Du 5 au 15 octobre, à Incadaqués, Henri Kisielewski déploie Non Fiction, un projet interrogeant la force narrative de la photographie à travers des mises en scène captivantes. Réalité, imaginaire ? Au moyen d’atmosphères et de portraits de mystérieux personnages, le photographe franco-britannique explore la porosité entre ces deux notions et nous emporte dans un conte muet aux récits multiples. Entretien.
Fisheye : Pourquoi as-tu choisi la photographie pour médium ?

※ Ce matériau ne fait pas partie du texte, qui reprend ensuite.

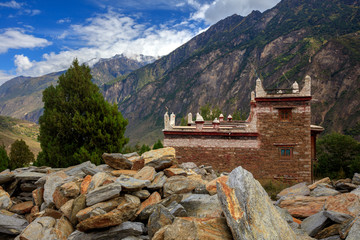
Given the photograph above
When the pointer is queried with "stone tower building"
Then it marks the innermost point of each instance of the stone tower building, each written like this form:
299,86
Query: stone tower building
276,141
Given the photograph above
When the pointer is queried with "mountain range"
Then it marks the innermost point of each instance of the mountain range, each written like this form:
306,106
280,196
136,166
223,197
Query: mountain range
219,67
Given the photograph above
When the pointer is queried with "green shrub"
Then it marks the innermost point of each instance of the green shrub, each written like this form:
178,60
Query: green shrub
158,145
20,155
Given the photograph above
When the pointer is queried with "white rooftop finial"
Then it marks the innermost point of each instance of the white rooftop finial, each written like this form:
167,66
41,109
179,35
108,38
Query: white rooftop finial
199,118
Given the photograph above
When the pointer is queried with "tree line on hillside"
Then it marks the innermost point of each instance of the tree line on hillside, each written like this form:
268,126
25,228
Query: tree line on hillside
20,156
78,125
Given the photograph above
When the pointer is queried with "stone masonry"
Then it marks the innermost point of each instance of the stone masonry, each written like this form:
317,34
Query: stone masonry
273,143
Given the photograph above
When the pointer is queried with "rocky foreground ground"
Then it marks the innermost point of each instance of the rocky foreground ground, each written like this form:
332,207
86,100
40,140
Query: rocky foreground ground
152,197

Henri Kisielewski : Je crois que j’avais une sensibilité de photographe assez tôt, bien avant de découvrir ce médium. Quand j’avais treize ou quatorze ans, je me souviens avoir regardé le plan du métro londonien et m’être dit qu’il serait intéressant d’aller visiter tous les arrêts… À l’époque je n’avais aucune notion de ce qu’était un projet – photographique, littéraire ou autre – mais je pense que c’était les prémices d’une curiosité et d’un regard oblique sur le monde qui nous entoure.
Quel a été ton premier « vrai » projet, alors ?
J’ai commencé mon premier projet « sérieux » en 2018. Pendant près de trois ans, j’étais le gardien d’un immense hôtel désaffecté dans un quartier cossu de l’Ouest londonien. À l’époque et comme beaucoup, je m’étais essayé à la photographie de rue en noir et blanc, à la recherche de « l’image unique », inspirée par Kertész, Doisneau, Cartier-Bresson… Petit à petit, je me suis intéressé à l’idée d’une série, à ce que pouvaient suggérer plusieurs images en dialogue. J’ai alors décidé de trouver la trace de celleux qui avaient connu l’hôtel vingt ans plus tôt, avant qu’il ne soit laissé à l’abandon, pour les photographier de nouveau dans le lieu… C’est devenu mon projet Every Life is in Many Days, que je poursuis toujours.
Comment réalises-tu tes travaux ?
Chaque projet part d’un cadre conceptuel avec lequel j’approche le monde réel. C’est avant tout une excuse pour aller vers le monde, les gens, les idées. Ça m’intéresse de prendre du recul par rapport à l’acte photographique et d’explorer ses limites en tant qu’outil descriptif, souligner ma subjectivité… J’essaie de réaliser des projets à la fois rigoureux sur le plan intellectuel et suffisamment ouverts pour conserver une certaine liberté. Je crois que ce que j’aime le plus, c’est jouer avec le hasard, mettre en place des paramètres et voir où vont les choses. Si ça peut paraître un peu grandiloquent venant de moi, Paul Graham parlait d’une « danse avec le réel ».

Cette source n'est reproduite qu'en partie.